Ce jour-là, deux raisons particulièrement exceptionnelles, avaient sauvés Sundance d’une issue fatale à la suite d’un affrontement avec la Marine. La première aussi incroyable que cela puisse paraître, c’était Mycroft qui le balançait par-dessus la table derrière laquelle ils étaient quelques secondes avant l’explosion. Cette table avait servi de protection envers Sundance en prenant la grande majorité de l’impact de l’explosion. La seconde, et je ne dis pas cela pour me jeter des fleurs, c’est moi. Oui, j’étais le seul qui pouvait lire l’avenir à cet instant-là. J’étais le seul qui savait qu’une explosion allait avoir lieu.

Ainsi, lorsque l’horloge annonçait que quelques secondes avant l’issue fatale, je m’étais déjà hissé en bas de cet immeuble. Néanmoins, je me devais d’improviser un moyen pour sortir cet enfant des décombres aux yeux et à la barbe de tous.


Certains pourraient se demander pour quelle raison, par quelle force, j’ai pris cette décision quasi instinctive de porter secours à ce gamin ?  Des années après cet évènement, je n’aurais pas su répondre à cette question. Mais ces années ne m’ont pas empêché de me faire la réflexion et, la raison qui me venait en première en tête était mon égoïsme. Je ne le faisais pas pour lui, mais je le faisais pour moi-même. Parce qu’en sauvant ce gosse, j’avais l’impression de me sauver moi-même à son âge. J’étais aussi perdu que lui à son âge mais je ne le réalisais lorsque je le vivais.

Et puis, ces paroles : « Alors à quoi bon rester en vie ? ».  Pourquoi rester en vie gamin ? Pourquoi ? Tu n’as pas encore trouvé ton but, ta raison de vivre, c’est justement pour cela que tu dois rester en vie.  C’était ça la raison et je m’en étais rendu compte, honteusement, bien trop tard. Mon esprit et mon cœur n’ont fait qu’un à cet instant et ma réaction était aussi naturelle qu’elle pouvait l’être.

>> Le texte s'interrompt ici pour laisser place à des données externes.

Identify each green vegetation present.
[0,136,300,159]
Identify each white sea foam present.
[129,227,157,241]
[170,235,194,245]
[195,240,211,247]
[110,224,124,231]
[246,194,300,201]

Le souffle de l’explosion venait à peine de traverser le corps de tous les protagonistes lorsque je me présentais devant le Trafalgar avec une charrette ornée d’un drap gris épais. La préparation à l’impact m’a permis de prendre les devants et de permettre l’exfiltration du Kid. J’étais dans l’obligation d’improviser quelque chose et, par chance, cette charrette était posée-la. Cela ne me choquait pas lorsque j’y repensais. Cette journée présentait beaucoup d’anomalies déjà. Une de plus ou de moins, cela ne changeait rien.

Les corps choqués par cet impact de l’explosion, le Kid projeté à l’extérieur de la boutique par le souffle, les vitres éclatées des bâtiments aux alentours, c’est dans cet intervalle que je mettais mis à l’action. Ni une ni deux, je prenais le corps quasi sans vie du Kid et le mettais tant bien que mal dans la charrette avant de déguerpir au plus vite. Plus je m’éloignais de feu Trafalgar Triangle et plus les corps que je voyais apparaitre devant moi étaient de plus en plus en forme. Je connaissais les méthodes de la marine et je savais qu’ils étaient rapides à réagir et qu’à un moment ou à un autre, j’allais tomber sur différents régiments en recherche de coupable.

Un grand gaillard aux cheveux rouges en train de se tuer pour pousser une charrette, cela aurait attirer l’œil de n’importe qui. Aussi, avais-je pris la décision de prendre le chemin d’une allée que je savais peu fréquentée pour y déposer la charrette qui avait en son sein un corps qui luttait pour rester en vie. Une fois arrivé à cette fameuse ruelle, je déposais la charrette dans celle-ci et je jetais un dernier coup d’œil sous le drap. Je ne voyais qu’un corps brûlé dans sa quasi-totalité et un visage indécemment boursouflé. Sur le bras gauche et au niveau de l’abdomen, deux impacts de balle. Ces ordures de la marine avaient réussi à le toucher en l’espace d’une seconde qui suivait son vol par-dessus la table par laquelle il était projeté. Avec ce drap qui recouvrait le corps du Kid, j’avais découpé des ficelles pour en faire des bandages de fortune et pansé son abdomen et son bras. C’était tout ce que je pouvais faire à ce moment. J’entendais au loin un raffut causé par l’arrivée de la marine dans le secteur. Je devais m’éclipser au plus vite tout en sachant que lorsque je serais de retour quelques heures après, je pourrais me retrouver en tête en tête avec un corps sans vie. Un dernier regard et je recouvrais le corps avant de m’en aller au plus vite.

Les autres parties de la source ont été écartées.